His duty begins at midnight tonight, February 19th
There were a total of 43 guests, the lowest number to date, including state officials, Milanovic’s family and members of his campaign team. It was the first time that a presidential inauguration was not attended by party leaders, diplomats and church dignitaries.
In attendance was outgoing President Kolinda Grabar-Kitarovic, the two previous presidents Stjepan Mesic and Ivo Josipovic, Parliament Speaker Gordan Jandrokovic and the five deputy speakers, Prime Minister Andrej Plenkovic and three of his deputies (Finance Minister Zoran Maric was away on business), Constitutional Court President Miroslav Separovic, and the Armed Forces Chief of Staff, General Mirko Sundov. Nineteen members of Milanovic’s campaign team were also present at the event.
The ceremony started with the performance of the national anthem by Croatian pop and jazz diva Josipa Lisac, accompanied by pianist Zvjezdan Ruzic.
The first part of the ceremony included the oath of office and the President’s speech. A cappella vocal group of the Croatian Navy performed singer Vice Vukov’s song “Tvoja zemlja” (Your Country).
After that, there was short cocktails followed by the transfer of power ceremony.
Addressing the inauguration ceremony, Milanovic said that the truth and voters’ desire should be kept apart and that elections are not the way to find the truth but to reach a peaceful compromise between the opposed wishes of different people.
“It seems to me that there is only one right way, and that is full and active support by the government to academic and scientific independence and independence of the judiciary and media. That’s the strongest defence against tyranny, tyranny of any kind,” he said.
The scientific community, judiciary and media must work incessantly on perfecting the anti-corruption mechanisms. Protection and promotion of the independence of the judiciary, media and science are the most important constitutional responsibilities of the President of the Republic in ensuring the stability of government, Milanovic said.
He stressed that he is not going to be a corrective, but a constructive factor in areas of direct competence or co-competence of the President of the Republic, adding that this arises from the spirit of the Constitution.

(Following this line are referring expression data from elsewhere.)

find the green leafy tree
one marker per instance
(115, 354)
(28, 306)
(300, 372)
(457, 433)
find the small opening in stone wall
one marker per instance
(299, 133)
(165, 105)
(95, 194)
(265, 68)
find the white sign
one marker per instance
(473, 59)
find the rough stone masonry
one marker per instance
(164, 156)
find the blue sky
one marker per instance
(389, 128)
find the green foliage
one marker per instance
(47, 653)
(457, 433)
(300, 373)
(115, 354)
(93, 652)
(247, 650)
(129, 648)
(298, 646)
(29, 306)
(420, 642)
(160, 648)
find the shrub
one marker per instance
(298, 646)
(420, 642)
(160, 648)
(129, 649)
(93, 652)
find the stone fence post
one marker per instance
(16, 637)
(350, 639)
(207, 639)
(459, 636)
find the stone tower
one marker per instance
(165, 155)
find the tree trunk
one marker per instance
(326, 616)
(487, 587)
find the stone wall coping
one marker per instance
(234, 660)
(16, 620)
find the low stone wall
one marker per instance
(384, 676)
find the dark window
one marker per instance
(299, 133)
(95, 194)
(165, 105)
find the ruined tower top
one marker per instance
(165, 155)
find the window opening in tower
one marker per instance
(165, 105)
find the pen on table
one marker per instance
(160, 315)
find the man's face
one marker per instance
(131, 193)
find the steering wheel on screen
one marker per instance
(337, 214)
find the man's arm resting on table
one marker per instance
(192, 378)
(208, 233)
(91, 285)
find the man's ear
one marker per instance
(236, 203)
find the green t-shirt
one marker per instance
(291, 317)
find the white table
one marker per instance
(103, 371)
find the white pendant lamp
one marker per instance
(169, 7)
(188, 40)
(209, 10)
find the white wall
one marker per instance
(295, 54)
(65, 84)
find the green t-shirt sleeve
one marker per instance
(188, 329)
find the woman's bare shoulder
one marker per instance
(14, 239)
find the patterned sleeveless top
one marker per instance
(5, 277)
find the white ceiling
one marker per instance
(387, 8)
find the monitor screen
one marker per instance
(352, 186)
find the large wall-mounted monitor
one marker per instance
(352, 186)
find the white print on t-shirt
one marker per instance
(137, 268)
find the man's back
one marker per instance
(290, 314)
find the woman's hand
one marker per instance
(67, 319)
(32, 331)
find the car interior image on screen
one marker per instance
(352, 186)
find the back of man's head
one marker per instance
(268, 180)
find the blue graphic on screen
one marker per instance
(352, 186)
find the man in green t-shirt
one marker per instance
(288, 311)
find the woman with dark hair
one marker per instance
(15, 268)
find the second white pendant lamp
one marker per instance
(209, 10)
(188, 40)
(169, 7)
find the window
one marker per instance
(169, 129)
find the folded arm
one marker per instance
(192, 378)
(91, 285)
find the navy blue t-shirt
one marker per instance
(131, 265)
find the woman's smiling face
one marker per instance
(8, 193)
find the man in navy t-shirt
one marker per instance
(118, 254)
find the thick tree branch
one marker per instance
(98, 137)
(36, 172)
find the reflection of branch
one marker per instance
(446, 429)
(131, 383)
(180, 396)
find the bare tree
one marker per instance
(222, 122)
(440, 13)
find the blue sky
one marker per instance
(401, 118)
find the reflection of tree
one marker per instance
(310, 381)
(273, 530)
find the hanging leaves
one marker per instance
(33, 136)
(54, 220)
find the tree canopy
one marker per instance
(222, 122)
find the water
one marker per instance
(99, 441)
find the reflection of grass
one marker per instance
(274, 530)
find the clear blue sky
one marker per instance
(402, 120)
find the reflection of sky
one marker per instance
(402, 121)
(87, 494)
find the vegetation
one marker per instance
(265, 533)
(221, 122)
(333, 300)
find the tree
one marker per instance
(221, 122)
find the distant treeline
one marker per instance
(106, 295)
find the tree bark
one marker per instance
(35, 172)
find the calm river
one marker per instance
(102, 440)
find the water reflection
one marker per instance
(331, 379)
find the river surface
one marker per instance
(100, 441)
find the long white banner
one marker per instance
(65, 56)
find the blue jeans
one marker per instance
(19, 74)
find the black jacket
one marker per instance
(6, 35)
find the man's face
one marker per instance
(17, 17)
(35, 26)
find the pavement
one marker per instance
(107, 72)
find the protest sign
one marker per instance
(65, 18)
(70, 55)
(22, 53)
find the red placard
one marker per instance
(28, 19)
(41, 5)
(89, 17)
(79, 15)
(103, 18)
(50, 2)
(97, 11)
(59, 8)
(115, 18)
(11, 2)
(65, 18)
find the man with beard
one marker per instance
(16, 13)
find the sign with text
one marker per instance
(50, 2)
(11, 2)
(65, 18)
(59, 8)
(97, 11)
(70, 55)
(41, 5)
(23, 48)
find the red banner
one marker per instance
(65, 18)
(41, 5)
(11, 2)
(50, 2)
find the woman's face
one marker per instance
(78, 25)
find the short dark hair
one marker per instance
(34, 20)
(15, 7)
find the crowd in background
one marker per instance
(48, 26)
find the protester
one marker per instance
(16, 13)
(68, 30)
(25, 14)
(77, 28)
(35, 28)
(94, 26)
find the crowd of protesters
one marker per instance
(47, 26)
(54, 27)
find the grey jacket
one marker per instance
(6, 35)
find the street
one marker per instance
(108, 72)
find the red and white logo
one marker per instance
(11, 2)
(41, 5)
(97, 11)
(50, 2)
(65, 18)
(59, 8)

The event was followed by 250 representatives of the media, including 66 accredited journalists, far more than the number of guests.
Milanovic was elected in a runoff election on 5 January, beating the incumbent Grabar-Kitarovic. He received 1,034,389 votes and she 929,488.
Milanovic was prime minister from 2011 to January 2016
Milanovic was the prime minister from 2011 to January 2016 as the Social Democratic Party (SDP) leader. He took the helm of the SDP in 2007 and stepped down in 2016 after the party lost the 2015 parliamentary election.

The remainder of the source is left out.